Every night, after a light meal, art lover John W. Mauger, dean of the College of Pharmacy at the U, flips on music, ranging from classical selections to Johnny Cash, and paints in his basement, where the light is “not too wonderful.”

A professor of pharmaceutics and pharmaceutical chemistry, Mauger prefers small watercolor studies because, he notes, with limited time, he can finish them in one evening. With no formal art training, Mauger paints for pleasure and relaxation.

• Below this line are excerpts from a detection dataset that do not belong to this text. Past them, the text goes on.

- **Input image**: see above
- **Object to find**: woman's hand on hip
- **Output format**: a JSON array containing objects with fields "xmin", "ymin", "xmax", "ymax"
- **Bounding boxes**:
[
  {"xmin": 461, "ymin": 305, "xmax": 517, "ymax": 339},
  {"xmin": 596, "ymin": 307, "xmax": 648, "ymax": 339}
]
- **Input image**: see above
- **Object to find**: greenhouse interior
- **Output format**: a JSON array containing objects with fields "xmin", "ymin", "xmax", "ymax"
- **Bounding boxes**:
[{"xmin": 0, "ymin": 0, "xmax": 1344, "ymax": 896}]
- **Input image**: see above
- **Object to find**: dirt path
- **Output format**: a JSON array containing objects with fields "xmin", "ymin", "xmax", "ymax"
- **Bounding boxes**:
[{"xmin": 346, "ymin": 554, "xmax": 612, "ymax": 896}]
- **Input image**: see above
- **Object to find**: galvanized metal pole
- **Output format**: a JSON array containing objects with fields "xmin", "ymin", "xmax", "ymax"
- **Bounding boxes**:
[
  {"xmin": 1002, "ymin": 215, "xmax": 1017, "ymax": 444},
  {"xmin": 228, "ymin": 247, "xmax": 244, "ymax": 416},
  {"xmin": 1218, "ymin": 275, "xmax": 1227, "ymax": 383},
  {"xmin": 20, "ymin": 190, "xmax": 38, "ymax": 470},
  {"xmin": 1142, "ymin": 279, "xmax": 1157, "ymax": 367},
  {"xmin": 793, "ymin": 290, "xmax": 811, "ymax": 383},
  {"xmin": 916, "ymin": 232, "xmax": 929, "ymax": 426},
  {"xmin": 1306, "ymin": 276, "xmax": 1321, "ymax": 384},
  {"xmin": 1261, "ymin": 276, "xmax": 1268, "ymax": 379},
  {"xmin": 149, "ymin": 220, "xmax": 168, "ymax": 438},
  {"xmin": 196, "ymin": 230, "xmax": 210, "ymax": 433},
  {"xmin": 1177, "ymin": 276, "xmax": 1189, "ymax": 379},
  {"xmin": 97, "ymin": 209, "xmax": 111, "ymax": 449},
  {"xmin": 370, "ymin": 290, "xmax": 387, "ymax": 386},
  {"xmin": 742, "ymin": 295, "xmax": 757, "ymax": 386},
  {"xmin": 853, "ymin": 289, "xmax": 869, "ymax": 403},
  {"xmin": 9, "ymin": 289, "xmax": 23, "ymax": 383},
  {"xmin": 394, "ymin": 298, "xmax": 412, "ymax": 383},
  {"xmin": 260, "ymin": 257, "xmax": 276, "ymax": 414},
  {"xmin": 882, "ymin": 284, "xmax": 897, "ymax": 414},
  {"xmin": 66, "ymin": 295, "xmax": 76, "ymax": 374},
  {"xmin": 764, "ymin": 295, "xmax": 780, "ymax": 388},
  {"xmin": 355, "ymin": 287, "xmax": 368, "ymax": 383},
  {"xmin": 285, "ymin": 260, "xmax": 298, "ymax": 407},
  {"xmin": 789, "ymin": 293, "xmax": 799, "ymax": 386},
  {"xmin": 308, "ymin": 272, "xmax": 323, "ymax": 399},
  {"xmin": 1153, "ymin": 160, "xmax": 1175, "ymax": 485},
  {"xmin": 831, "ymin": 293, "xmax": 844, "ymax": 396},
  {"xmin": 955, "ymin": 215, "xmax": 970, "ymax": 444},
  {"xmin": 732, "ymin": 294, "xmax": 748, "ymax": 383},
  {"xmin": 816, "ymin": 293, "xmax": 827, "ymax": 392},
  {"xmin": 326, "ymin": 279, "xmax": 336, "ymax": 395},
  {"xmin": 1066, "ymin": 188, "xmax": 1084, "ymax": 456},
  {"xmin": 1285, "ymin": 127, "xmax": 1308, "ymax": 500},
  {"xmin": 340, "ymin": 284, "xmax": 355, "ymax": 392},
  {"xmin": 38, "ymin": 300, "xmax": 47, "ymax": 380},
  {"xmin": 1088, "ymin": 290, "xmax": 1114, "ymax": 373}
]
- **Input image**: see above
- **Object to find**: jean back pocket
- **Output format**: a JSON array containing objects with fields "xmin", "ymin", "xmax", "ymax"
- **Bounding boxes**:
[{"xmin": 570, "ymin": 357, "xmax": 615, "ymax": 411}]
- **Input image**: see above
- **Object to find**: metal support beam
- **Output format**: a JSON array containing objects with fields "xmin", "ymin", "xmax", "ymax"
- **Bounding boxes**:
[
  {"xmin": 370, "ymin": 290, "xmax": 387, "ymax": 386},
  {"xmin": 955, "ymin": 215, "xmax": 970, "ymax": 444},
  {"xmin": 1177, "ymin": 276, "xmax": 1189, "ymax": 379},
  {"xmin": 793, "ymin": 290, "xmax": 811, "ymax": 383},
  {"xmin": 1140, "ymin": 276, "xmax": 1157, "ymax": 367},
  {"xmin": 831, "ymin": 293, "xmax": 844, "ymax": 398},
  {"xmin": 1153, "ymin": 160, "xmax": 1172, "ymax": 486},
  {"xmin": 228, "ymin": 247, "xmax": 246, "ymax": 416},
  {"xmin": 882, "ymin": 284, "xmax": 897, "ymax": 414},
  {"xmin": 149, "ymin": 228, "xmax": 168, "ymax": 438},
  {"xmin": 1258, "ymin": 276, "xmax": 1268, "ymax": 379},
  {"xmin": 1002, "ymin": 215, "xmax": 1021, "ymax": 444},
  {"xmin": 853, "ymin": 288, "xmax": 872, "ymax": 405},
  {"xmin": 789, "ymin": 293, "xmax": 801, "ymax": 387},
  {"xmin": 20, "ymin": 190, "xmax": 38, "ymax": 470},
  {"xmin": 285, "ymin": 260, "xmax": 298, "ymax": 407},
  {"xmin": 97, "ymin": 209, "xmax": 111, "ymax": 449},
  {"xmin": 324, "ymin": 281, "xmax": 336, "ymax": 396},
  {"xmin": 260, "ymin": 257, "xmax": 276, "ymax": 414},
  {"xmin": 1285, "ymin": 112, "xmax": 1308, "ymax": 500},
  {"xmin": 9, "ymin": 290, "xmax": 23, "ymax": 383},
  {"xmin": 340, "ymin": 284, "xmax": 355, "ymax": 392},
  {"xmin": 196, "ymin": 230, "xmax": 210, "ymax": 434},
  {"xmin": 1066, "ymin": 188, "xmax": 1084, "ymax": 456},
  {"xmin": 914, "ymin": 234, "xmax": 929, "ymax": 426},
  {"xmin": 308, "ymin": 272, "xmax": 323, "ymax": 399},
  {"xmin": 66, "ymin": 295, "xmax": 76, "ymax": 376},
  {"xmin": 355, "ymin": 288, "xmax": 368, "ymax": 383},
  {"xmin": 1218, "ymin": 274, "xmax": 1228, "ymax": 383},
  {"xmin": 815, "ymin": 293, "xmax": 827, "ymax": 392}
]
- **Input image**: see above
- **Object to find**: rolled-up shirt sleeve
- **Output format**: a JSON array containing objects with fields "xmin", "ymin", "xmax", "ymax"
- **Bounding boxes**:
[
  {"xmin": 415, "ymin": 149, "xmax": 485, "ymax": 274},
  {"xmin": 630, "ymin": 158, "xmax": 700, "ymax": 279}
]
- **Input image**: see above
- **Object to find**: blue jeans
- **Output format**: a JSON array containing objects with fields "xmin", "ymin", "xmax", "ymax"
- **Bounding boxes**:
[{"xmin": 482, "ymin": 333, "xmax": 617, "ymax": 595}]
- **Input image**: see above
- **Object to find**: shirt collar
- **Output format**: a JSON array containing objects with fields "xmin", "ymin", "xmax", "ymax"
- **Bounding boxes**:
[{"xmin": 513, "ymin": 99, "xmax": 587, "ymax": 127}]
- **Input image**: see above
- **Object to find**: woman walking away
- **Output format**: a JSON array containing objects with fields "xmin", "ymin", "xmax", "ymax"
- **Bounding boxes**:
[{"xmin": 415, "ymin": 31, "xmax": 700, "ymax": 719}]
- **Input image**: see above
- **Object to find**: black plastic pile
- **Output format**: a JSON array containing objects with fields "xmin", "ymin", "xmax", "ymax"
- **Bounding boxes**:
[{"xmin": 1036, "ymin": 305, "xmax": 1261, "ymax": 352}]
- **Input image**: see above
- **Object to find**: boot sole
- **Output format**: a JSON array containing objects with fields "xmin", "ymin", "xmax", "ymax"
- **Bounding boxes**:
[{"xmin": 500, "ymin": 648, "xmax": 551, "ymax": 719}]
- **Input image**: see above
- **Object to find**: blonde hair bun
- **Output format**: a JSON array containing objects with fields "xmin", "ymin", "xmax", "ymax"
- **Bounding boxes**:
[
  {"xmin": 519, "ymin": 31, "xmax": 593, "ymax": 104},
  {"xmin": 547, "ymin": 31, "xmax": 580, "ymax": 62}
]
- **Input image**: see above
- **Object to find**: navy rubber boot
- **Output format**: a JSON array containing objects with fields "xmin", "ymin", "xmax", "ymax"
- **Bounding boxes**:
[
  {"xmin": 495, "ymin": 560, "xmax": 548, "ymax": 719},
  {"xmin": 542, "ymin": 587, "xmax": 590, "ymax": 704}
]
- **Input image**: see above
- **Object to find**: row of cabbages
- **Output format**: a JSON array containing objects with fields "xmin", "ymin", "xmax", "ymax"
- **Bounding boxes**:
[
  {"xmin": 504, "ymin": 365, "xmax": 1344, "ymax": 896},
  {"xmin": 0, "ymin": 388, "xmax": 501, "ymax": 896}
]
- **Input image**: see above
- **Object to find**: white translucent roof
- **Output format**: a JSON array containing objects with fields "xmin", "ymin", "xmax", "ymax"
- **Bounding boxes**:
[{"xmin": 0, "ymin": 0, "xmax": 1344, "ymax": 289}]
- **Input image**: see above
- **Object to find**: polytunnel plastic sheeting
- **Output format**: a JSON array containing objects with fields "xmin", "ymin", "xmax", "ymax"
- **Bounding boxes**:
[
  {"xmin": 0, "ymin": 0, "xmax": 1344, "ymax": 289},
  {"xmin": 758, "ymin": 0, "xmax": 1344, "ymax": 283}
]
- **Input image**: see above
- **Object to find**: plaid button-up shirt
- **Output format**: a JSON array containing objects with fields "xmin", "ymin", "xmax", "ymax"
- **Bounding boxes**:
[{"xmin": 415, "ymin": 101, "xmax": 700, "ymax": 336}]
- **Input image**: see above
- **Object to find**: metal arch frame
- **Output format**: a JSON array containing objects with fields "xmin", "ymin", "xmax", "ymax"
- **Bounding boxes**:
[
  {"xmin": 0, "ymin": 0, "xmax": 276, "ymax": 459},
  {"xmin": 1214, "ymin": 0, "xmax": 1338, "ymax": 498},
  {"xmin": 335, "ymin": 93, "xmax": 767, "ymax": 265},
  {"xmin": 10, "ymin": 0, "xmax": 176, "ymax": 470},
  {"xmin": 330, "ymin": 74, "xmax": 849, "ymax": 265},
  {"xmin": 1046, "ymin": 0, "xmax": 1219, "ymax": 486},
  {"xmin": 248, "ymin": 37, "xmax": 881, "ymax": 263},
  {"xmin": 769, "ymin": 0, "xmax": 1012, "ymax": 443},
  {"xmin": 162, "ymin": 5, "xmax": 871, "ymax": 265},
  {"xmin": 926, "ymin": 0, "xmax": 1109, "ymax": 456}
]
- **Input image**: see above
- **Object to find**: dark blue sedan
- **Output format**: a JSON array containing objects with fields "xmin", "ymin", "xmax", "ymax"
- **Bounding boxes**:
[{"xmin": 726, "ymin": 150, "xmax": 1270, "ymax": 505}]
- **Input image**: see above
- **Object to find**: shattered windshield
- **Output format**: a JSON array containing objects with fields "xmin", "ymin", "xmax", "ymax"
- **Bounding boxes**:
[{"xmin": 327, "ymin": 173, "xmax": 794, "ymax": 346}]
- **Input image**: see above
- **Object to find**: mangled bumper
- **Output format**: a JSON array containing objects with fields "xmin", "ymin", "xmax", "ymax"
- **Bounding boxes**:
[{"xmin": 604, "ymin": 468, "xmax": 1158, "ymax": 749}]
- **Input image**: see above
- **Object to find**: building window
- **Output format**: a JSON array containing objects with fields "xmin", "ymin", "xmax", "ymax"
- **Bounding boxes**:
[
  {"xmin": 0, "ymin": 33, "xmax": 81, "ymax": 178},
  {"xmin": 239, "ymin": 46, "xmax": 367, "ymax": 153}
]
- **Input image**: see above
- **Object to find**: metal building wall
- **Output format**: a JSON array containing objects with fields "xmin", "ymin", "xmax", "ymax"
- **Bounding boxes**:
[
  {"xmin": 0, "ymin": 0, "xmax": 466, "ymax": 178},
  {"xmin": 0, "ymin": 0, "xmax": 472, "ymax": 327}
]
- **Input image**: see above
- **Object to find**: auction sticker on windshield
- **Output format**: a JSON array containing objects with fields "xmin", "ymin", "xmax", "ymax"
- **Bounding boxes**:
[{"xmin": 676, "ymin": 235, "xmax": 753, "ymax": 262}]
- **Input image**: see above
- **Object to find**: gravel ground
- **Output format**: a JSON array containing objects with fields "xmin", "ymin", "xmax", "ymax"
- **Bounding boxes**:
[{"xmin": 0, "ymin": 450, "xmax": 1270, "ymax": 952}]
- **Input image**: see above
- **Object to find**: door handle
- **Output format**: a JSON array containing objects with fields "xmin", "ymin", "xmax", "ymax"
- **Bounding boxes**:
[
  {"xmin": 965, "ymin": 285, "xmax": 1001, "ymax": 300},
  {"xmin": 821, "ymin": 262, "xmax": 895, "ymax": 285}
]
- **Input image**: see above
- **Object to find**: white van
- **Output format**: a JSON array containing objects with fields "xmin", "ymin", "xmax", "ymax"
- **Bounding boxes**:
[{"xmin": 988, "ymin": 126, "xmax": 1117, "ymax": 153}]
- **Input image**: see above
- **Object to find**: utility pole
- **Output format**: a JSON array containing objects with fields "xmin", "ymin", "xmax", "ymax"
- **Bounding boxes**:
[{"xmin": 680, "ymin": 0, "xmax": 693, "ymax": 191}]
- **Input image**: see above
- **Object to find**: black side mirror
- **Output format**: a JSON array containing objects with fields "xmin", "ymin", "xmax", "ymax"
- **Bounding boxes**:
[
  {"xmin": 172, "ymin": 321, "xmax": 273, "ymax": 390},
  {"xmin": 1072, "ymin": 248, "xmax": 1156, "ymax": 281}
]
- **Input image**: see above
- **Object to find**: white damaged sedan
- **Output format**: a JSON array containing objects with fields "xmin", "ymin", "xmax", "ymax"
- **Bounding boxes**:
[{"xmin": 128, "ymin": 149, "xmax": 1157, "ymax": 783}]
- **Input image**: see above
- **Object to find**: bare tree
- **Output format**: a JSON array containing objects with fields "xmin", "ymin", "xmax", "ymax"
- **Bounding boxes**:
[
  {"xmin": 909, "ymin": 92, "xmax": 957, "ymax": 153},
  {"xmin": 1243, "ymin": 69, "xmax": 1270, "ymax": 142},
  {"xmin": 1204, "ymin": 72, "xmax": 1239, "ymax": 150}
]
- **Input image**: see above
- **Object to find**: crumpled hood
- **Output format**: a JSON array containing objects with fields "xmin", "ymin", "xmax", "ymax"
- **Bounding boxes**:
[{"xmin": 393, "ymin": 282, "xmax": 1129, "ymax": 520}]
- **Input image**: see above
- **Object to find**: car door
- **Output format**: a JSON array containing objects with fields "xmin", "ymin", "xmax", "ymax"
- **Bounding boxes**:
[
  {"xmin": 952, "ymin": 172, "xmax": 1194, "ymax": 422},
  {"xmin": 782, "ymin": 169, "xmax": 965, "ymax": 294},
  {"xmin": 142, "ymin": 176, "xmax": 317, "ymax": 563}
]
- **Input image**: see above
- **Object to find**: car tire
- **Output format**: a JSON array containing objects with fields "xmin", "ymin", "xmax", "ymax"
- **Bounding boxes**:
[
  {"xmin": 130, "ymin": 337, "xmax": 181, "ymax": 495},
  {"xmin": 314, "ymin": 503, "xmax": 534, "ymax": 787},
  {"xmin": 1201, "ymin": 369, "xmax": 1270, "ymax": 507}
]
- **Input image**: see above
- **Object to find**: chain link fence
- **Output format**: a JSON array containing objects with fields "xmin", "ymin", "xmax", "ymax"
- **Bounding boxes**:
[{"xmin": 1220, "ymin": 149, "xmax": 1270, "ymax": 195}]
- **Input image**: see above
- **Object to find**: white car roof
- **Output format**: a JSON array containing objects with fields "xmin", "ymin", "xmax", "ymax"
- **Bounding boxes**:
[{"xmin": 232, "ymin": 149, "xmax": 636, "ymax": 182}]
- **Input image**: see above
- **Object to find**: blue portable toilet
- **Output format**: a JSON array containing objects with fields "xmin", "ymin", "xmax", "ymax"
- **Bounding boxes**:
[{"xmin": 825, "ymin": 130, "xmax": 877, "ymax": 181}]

Mauger refuses to sell his paintings, which he calls “naïve, loose, free—not overworked,” but, instead, gives them to college donors and auctions for philanthropic purposes. One work, “Winter Whisper,” a snow scene of aspens banking a stream, was featured on the cover of the January/February 2003 issue of the Journal of Managed Care Pharmacy. The same image was used by University President Michael K. Young and his wife, Suzan, as their 2004 holiday card, and a print of the piece hangs in the Youngs’ University residence, the Rosenblatt House.

Painting mostly flowers and landscapes, Mauger, who co-directed the Utah Addiction Center from 2001 until 2003, gravitates toward transparent colors—burnt sienna, alizarin madder, and a rich collection of blues: Prussian, cobalt, cerulean, and ultramarine. He admires the “luminous” style of contemporary English watercolorists and uses glazes, applied with squirrel mop wash brushes and an old glass DeVilbiss-brand atomizer, the likes of which he sold for medicinal purposes as a pharmacy student, to achieve a similar effect.

Says Mauger: “Painting is like playing the piano—maybe not at professional concert level, but you can be better than you think if you do it regularly. Over the years, confidence is what makes your painting change.”

—Ann Jardine Bardsley BA’84 is a writer in the U’s public relations office.